Legal Updates for Insurance Agents & Brokers
Best Practices for Inter-policy Stacking Waivers in Pennsylvania
In November 2020, in Erie Insurance Exchange v. Janice Petrie, et. al, the Pennsylvania Supreme Court addressed whether the mandated form used to waive stacking for auto insurance properly puts an insured on notice that the policy may include stacking vehicles on another policy of insurance.
Because of the current state of the law in Pennsylvania, it is to be considered best practice to inquire as to whether the insured seeks to waive the stacking option when they do have other policies of insurance that may provide coverage. Additionally, an agent or broker should document their file detailing their efforts and confirming that the issues have been discussed with the customer.
The lower court granted Erie’s motion for judgment on the pleadings, holding that there was no right to aggregate or stack polices for underinsurance limits on two separate policies pursuant to the terms of the Erie policy. The insured appealed to the Pennsylvania Superior Court and then to the Supreme Court. The Supreme Court reversed the decision and remanded.
At the time of the accident involving Ms. Petrie’s decedent, the decedent and Ms. Petrie had auto policies with Erie and Foremost Insurance. The Foremost policy offered $25,000 of UIM coverage on the motorcycle at issue. The Erie policy covered four vehicles with UIM coverage totaling $100,000 per person and $300,000 per person unstacked for bodily injury. The stacking form in the Erie policy was drafted pursuant to the Motor Vehicle Financial Responsibility Law. The Erie policy also contained a household exclusion, which exempted from UIM coverage any bodily injury sustained while an occupant of a vehicle owned by the named insured, the named insured’s spouse or any resident relative, but not insured under the policy.
In 2017, Erie denied UIM coverage for Petrie’s UIM claim because the stacking waiver at issue did not permit her to recover benefits from both Erie and Foremost (i.e., inter-policy stacking). Erie maintained that the household exclusion policy barred Petrie’s request for UIM coverage because the decedent was operating a motorcycle that was insured by a different insurance carrier.
When filing its declaratory judgment action, Erie sought a decision by the court, stating that there was no UIM coverage for Petrie in connection with the injuries sustained in the 2016 accident under the Erie policy. Petrie opposed that argument and argued that the household exclusion was unenforceable due to the Pennsylvania Supreme Court’s decision in Gallagher v. GEICO.
In another Pennsylvania Supreme Court case, the court explained that there had to be a knowing waiver of inter-policy stacking and that the customer was required to have full information relative to inter-policy stacking before deciding whether to reject it. The court emphasized that, based upon that form, an insured may have “no knowledge that he was waiving stacking of the applicable limits of ‘the policy’ to ‘the second policy,’ i.e., the insured would not have ‘clear notice’ that he was waiving inter-policy stacking.”

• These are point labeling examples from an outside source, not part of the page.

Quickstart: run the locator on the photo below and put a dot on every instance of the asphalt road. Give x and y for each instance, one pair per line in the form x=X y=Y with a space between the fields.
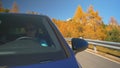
x=88 y=60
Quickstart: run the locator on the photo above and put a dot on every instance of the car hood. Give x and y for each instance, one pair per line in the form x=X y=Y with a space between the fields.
x=66 y=63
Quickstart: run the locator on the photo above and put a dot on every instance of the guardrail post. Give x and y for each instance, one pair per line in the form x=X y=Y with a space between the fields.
x=95 y=49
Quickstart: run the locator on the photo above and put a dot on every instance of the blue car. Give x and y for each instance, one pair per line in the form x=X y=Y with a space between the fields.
x=33 y=41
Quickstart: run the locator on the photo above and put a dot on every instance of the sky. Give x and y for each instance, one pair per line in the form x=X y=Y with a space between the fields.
x=65 y=9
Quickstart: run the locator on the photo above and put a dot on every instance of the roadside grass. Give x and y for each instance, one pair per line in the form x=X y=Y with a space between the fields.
x=110 y=51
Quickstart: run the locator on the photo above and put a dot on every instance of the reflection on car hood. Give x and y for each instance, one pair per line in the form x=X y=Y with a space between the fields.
x=66 y=63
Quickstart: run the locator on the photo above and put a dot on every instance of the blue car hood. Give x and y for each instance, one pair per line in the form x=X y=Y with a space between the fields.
x=65 y=63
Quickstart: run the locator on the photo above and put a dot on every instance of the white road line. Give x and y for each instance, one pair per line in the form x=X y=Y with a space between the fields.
x=103 y=57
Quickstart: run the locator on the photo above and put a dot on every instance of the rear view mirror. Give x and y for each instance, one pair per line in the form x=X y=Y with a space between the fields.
x=79 y=45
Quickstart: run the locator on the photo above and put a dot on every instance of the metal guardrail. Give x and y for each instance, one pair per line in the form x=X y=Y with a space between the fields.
x=113 y=45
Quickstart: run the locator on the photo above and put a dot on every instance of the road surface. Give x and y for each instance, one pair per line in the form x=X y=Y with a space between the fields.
x=88 y=60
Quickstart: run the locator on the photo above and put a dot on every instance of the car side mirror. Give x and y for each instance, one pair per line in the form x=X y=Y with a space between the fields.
x=78 y=44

In the Petrie case, the court held that:
Under the Erie policy, Petrie and Decedent paid a premium for $100,000 in UIM coverage in the event an insured under the policy was injured or killed. While the Petries received a premium reduction by executing the waiver, it was possible for them to reasonably attribute this reduction to their waiver of intra-policy stacking only, as it relates to the four vehicles covered by the Erie policy. Further, Erie should have been aware of the potential defect in the waiver provision in the context of multi-vehicle policies and, it was free to supplement it or otherwise fulfill its obligation to secure a knowing waiver of inter-policy stacking. Because the stacking waiver did not explicitly provide for inter-policy stacking, Decedent could not have made a knowing decision to do so when he signed the policy.
With respect to the interplay with the household exclusion, the Supreme Court in the Petrie case explained its reasoning in a prior decision. It then found that the household exclusion provision could not act as a stacking waiver because:
This [household exclusion] policy provision, buried in an amendment, is inconsistent with the unambiguous requirements of Section 1738 of the MVFRL under the facts of this case insomuch as it acts as a de facto waiver of stacked UIM coverage provided for in the MVFRL, despite the indisputable reality that [insured] did not sign the statutorily-prescribed UIM coverage waiver form. Instead, [insured] decided to purchase stacked UM/UIM coverage under both of his policies, and he paid [insurers] premiums commensurate with that decision. He simply never chose to waive formally stacking as is plainly required by the MVFRL.
“The Supreme Court previously issued a broad holding that the household exclusion provision cannot be used to skirt the express requirement under Section 1738 that an insurer must receive an insured’s written acknowledgement that he knowingly decided to waive stacked UM/UIM coverage.”